Truth That Common Core or National Standards Is Truly A Dumbing Down--Even In Science 
Monday, August 22, 2011 at 11:42PM
City On A Hill in Arne Duncan, ccss, ccssi, common core standards, common core standards, mathematics standards, nationalization of education, science standards

Boston Herald

 

Circulation: 185,000

 

Science friction


 

By Boston Herald Editorial Staff | Sunday, August 14, 2011 | http://www.bostonherald.com | Editorials

 

We’ve always thought Massachusetts should stay out of national curriculum standards in math and English because our standards were better, but the Board of Elementary and Secondary Education signed up anyway. We did say national standards were bound to be an improvement for many states. Now we’re no longer so sure.

 

An influential body has proposed new science curriculum standards (“frameworks” in education jargon). The state board plans to align the Massachusetts standards with whatever national ones emerge. Both the board and the national organizations sponsoring the “Common Core” project should reject this bewildering effort from the National Academy of Sciences.

 

We were alerted to this by Ze’ev Wurman, a software expert who helped develop California’s standards and who commented critically on the new Massachusetts standards.
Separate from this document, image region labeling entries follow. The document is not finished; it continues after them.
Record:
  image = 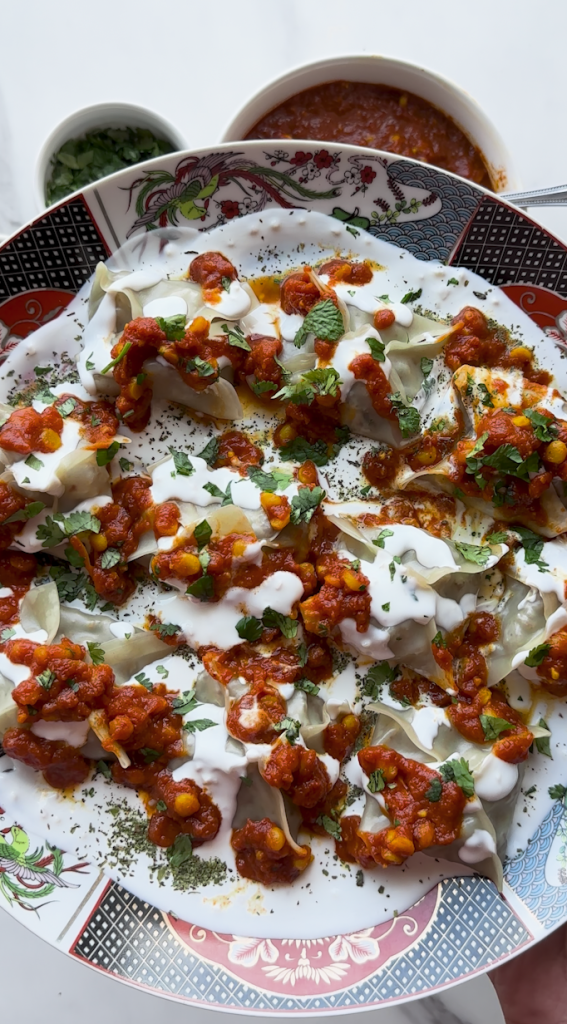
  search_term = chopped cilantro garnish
[96,441,120,466]
[368,768,386,793]
[524,643,552,669]
[273,718,301,746]
[36,511,100,548]
[100,341,133,374]
[262,608,298,640]
[36,669,57,690]
[316,814,343,841]
[439,758,475,797]
[183,718,218,732]
[198,437,220,466]
[203,482,233,505]
[185,574,215,601]
[290,486,324,525]
[221,324,252,352]
[249,380,277,394]
[248,466,293,494]
[454,541,492,565]
[235,615,263,643]
[294,299,345,348]
[134,672,154,690]
[169,447,194,476]
[100,548,122,569]
[479,715,514,742]
[2,502,45,526]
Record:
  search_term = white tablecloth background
[0,0,567,1024]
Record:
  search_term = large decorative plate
[0,142,567,1016]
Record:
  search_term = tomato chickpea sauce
[0,224,567,905]
[246,81,492,188]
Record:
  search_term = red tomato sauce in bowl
[246,82,492,188]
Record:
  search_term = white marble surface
[0,0,567,1024]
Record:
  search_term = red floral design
[220,199,239,220]
[313,150,333,170]
[290,150,313,167]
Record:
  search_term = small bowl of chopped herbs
[36,103,187,211]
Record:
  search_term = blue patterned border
[71,876,531,1014]
[368,160,483,260]
[506,802,567,929]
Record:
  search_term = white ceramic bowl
[221,54,521,191]
[34,102,188,212]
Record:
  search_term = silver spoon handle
[499,185,567,206]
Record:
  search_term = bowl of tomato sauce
[222,55,520,191]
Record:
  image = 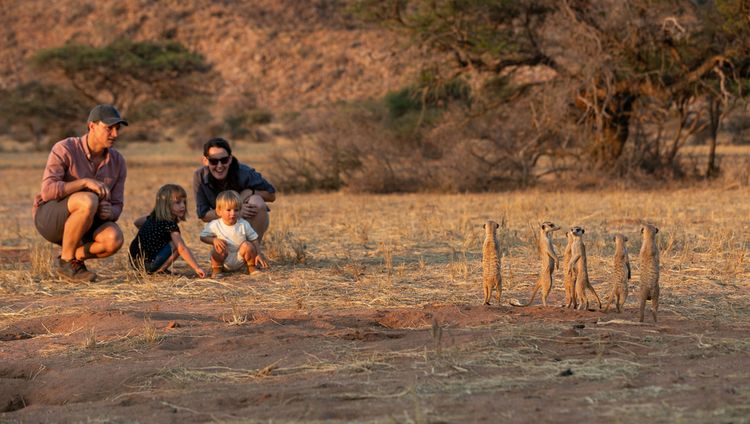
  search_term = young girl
[130,184,206,278]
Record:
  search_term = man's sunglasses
[206,156,232,166]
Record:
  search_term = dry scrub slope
[0,0,428,111]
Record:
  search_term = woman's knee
[94,222,125,254]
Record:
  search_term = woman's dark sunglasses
[206,156,232,166]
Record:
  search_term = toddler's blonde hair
[216,190,240,210]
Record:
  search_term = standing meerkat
[482,220,503,305]
[562,227,578,309]
[565,227,602,310]
[510,221,560,306]
[638,224,659,323]
[604,234,630,313]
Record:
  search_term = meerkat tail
[508,284,541,308]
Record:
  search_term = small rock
[557,368,573,377]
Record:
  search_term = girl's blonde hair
[153,184,187,221]
[216,190,240,210]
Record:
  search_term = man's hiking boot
[56,258,96,282]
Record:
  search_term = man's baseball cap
[89,105,128,125]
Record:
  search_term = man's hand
[84,178,109,200]
[245,198,258,220]
[97,200,112,221]
[255,254,268,268]
[195,267,206,278]
[212,237,227,255]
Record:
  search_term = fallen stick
[596,319,653,326]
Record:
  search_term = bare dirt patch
[0,165,750,423]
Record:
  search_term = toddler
[201,190,268,278]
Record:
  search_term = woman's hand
[245,197,258,220]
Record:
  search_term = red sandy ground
[0,296,750,423]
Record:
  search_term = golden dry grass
[0,141,750,422]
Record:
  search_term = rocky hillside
[0,0,432,112]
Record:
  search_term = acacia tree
[32,40,213,121]
[357,0,750,176]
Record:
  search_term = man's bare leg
[60,191,99,261]
[76,222,124,261]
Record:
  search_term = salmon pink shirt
[33,134,128,221]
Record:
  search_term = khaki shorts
[34,197,110,245]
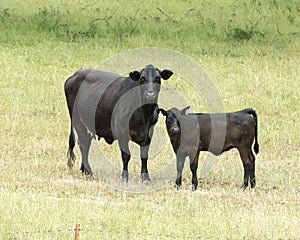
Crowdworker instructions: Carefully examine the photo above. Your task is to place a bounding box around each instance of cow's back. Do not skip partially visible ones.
[69,69,123,137]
In his blog comment on the Academy’s proposal he said: “The framework does not expect students to use any kind of analytical mathematics while studying science.”

 

The document only expects students by grade 12 to be competent in recognizing this and expressing that, and in using “simple mathematical expressions’” to see if something “makes sense,” Wurman wrote.

 

Wurman could find only one equation in all 280 pages of the proposal. A careful reading of the 29 pages of the physical sciences section, where equations would be most important, found none at all.

 

This is baffling. Mathematics, to which the authors devoted much praise, is the language of science. Wurman’s conclusion, which we share: The document “simply teaches our students science appreciation.”

 

The size of the document is a disqualifier, too. Teachers and principals need a concise document that will tell them what students need to know and how to learn it, not endless streams of sludgy prose.